Jordanian jailed for email threats

Jordan’s military court has sentenced a man to two and a half years in prison for emailing bomb threats to intelligence officers.

Jordanian intelligence officials purportedly received the emails

Murad Khaled al-Assidah, 18, was arrested in December and pleaded not guilty to a charge of threatening violence to disturb the Jordanian public.


Al-Assidah plans to appeal the verdict, his lawyer Majid Liftawi said.

In Tuesday’s brief hearing, military court presiding judge Colonel Fawaz Buqur initially sentenced the defendant to five years in jail, but immediately commuted the sentence to two and a half years, telling al-Assidah it was to “give you a chance to repent”.

Authorities said al-Assidah sent threatening e-mails to Jordanian intelligence officials because he thought they had allegedly prevented mujahidin, or Muslim fighters, from attacking Americans and Israelis.

According to an indictment, some of the emails contained hoax threats that a building belonging to the General Intelligence Department had a “modern and undetectable booby trap”.

‘Terrorist attacks’

The indictment said al-Assidah once wrote: “With God’s grace we succeeded in reaching New York, at the centre of the century’s tyrant – America.”

In a previous hearing, al-Assidah claimed his confessions had been forced, and that Jordanian investigators had threatened to rape him “if I didn’t admit that I was the man who sent the e-mails”.

Al-Assidah is from Zarqa, hometown of Abu-Musab al-Zarqawi, al-Qaida’s point man in Iraq.
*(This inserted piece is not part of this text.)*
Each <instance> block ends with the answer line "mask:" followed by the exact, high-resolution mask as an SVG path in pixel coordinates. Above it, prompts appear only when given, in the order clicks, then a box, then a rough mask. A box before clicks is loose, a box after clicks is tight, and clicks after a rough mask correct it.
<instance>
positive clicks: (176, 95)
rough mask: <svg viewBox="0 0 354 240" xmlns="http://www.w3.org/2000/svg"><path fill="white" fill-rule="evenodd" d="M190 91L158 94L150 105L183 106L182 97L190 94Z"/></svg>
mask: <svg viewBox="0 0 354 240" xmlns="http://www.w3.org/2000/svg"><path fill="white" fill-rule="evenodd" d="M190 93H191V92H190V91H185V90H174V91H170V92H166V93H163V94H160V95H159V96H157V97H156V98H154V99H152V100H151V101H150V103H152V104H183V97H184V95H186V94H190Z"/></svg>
“With God’s grace we succeeded in reaching New York, at the centre of the century’s tyrant
– America”

email allegedly sent by Murad Khaled Al-Assidah

But the indictment said that al-Assidah never met al-Zarqawi, although he was in contact in 2003 with an Muslim activist identified as Abu Jamil living in the West Bank.

In a separate trial on Tuesday, four men charged with plotting to carry out attacks and the illegal possession of automatic weapons, pleaded not guilty at the opening of their trial.

According to the charge sheet, Mamduh Abu-Lubeh, Sufyan al-Samarah, Ghaleb Jafal Ibrahim and Yusuf al-Jaghameen allegedly plotted to attack foreigners in the southern city of Aqaba, 350km south of Amman, and to destroy liquor stores in the capital Amman and its suburbs.

The hearing was adjourned until 23 May.